Die Ergebnisse der Studie weisen auch auf den potenziellen Wert der Verwendung statistischer Techniken zur Minderung von Verzerrungen hin, obwohl es immer noch Einschränkungen gibt. „Während unsere Forschung verschiedene Techniken zur Minderung von Verzerrungen testete, stellten wir fest, dass kein einziger Ansatz Unterschiede bei den Vorhersageergebnissen oder der Genauigkeit zwischen verschiedenen Fairnesskonzepten vollständig beseitigt“, sagte Anahideh.
Hochschulen greifen zunehmend auf Algorithmen und künstliche Intelligenz zurück, um den Studienerfolg vorherzusagen und so verschiedene Entscheidungen zu treffen, neben Zulassungen, etwa auch Entscheiden über Budgets und Studienerfolgsinterventionen. „Da Colleges und Universitäten immer stärker auf Daten basieren, ist es unerlässlich, dass Vorhersagemodelle unter Berücksichtigung ihrer Voreingenommenheit und möglichen Folgen entwickelt werden“, betont Denisa Gándara. „Es ist entscheidend, dass sich die institutionellen Nutzer der historischen Diskriminierung bewusst sind, die sich in den Daten widerspiegelt, und Gruppen, die rassistisch bedingten sozialen Nachteilen ausgesetzt waren, nicht benachteiligen.“
Die Autoren der Studie stellten fest, dass die praktischen Auswirkungen der Ergebnisse erheblich sind, aber davon abhängen, wie die vorhergesagten Ergebnisse verwendet werden. Wenn Modelle zur Entscheidungsfindung bei der Zulassung zu Hochschulen verwendet werden, könnte etwas die Zulassung von Studierenden, die Minderheiten angehören verweigert werden, wenn die Modelle zeigen, dass frühere Studierende derselben Kategorie weniger erfolgreich waren. Forscherinnen und Forscher hätten außerdem davor gewarnt, dass Vorhersagen zu einer Bildungsnachverfolgung führen könnten, die schwarze und hispanische Studierende dazu ermutigen könnte, Kurse oder Hauptfächer zu belegen, die als weniger anspruchsvoll wahrgenommen werden.

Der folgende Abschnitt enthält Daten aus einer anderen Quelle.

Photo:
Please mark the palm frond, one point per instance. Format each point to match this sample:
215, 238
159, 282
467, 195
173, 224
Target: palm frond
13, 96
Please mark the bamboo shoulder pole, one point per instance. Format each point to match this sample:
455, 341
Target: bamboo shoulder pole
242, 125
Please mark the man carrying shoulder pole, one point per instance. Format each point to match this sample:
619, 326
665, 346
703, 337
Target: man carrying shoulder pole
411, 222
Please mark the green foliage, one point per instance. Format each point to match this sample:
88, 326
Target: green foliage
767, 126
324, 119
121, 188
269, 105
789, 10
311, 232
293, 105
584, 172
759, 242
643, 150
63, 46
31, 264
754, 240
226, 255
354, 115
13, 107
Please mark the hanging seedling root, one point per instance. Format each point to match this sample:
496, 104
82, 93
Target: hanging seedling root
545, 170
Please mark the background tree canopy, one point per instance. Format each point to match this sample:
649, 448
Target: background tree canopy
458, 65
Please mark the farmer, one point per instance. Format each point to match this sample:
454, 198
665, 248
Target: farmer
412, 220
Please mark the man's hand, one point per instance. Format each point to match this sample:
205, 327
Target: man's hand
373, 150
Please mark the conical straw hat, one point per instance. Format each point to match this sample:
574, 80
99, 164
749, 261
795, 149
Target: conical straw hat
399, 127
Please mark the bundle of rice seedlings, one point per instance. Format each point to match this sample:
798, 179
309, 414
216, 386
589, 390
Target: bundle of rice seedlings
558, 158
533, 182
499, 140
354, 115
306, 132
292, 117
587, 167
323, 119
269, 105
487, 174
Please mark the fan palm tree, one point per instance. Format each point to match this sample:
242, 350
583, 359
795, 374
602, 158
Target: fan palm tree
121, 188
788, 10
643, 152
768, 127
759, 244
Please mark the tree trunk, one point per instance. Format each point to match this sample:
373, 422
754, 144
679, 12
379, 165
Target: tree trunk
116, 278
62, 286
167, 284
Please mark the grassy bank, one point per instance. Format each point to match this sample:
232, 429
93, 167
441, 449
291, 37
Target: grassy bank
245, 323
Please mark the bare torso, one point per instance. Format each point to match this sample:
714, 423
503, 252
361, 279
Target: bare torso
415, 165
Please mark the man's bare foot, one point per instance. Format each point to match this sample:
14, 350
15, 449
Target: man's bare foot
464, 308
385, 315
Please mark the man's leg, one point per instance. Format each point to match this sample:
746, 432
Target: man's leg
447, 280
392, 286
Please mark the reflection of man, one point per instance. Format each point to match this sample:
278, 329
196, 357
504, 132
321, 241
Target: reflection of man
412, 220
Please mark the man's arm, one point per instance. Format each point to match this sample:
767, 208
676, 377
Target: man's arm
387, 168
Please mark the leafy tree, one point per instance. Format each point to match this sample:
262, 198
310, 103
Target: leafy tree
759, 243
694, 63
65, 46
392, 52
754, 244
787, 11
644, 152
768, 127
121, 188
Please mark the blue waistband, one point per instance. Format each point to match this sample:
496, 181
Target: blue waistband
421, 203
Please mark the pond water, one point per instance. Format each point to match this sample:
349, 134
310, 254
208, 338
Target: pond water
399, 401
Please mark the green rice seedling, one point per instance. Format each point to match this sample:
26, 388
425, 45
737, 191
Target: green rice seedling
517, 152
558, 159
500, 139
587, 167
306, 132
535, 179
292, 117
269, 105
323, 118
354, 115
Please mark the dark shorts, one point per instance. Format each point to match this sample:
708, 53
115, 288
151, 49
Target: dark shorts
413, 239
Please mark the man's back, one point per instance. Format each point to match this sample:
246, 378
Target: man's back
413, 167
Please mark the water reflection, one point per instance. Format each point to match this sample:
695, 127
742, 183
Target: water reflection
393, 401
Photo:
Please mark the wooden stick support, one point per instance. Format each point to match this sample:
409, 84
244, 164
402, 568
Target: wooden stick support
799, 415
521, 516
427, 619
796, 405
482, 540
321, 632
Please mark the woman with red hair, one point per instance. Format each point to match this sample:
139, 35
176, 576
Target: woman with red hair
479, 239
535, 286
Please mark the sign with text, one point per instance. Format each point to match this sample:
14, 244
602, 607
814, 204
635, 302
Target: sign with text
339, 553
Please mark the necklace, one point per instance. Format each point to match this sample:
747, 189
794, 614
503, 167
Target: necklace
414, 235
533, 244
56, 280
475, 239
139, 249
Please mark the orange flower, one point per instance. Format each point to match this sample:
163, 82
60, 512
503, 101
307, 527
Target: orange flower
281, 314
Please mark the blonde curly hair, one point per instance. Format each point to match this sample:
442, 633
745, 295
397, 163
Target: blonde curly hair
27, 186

Auf der anderen Seite können voreingenommene Modelle zu einer stärkeren Unterstützung benachteiligter Studierender führen. Indem das Modell fälschlicherweise das Scheitern für erfolgreiche Studierende aus ethnischen Minderheiten vorhersagt, kann es diesen Studierenden mehr Ressourcen zukommen lassen. Selbst dann, so Gándara, müssten Praktiker mithin darauf achten, keine Defizitnarrative über Studierende aus Minderheiten zu produzieren und sie so zu behandeln, als hätten sie eine geringere Erfolgswahrscheinlichkeit.
„Unsere Ergebnisse weisen darauf hin, wie wichtig es ist, dass Institutionen Endnutzer über das Potenzial algorithmischer Voreingenommenheit schulen“, sagte Gándara. „Sensibilisierung kann Nutzern helfen, Vorhersagen für einzelne Studierende zu kontextualisieren und fundiertere Entscheidungen zu treffen.“ (pm)
- Die Studie ist in AERA open erschienen:
Gándara, D., Anahideh, H., Ison, M., & Picchiarini, L. (2024). Inside the black box: Detecting and mitigating algorithmic bias across racialized groups in college student-success prediction. AERA Open, 10(1), 1–15.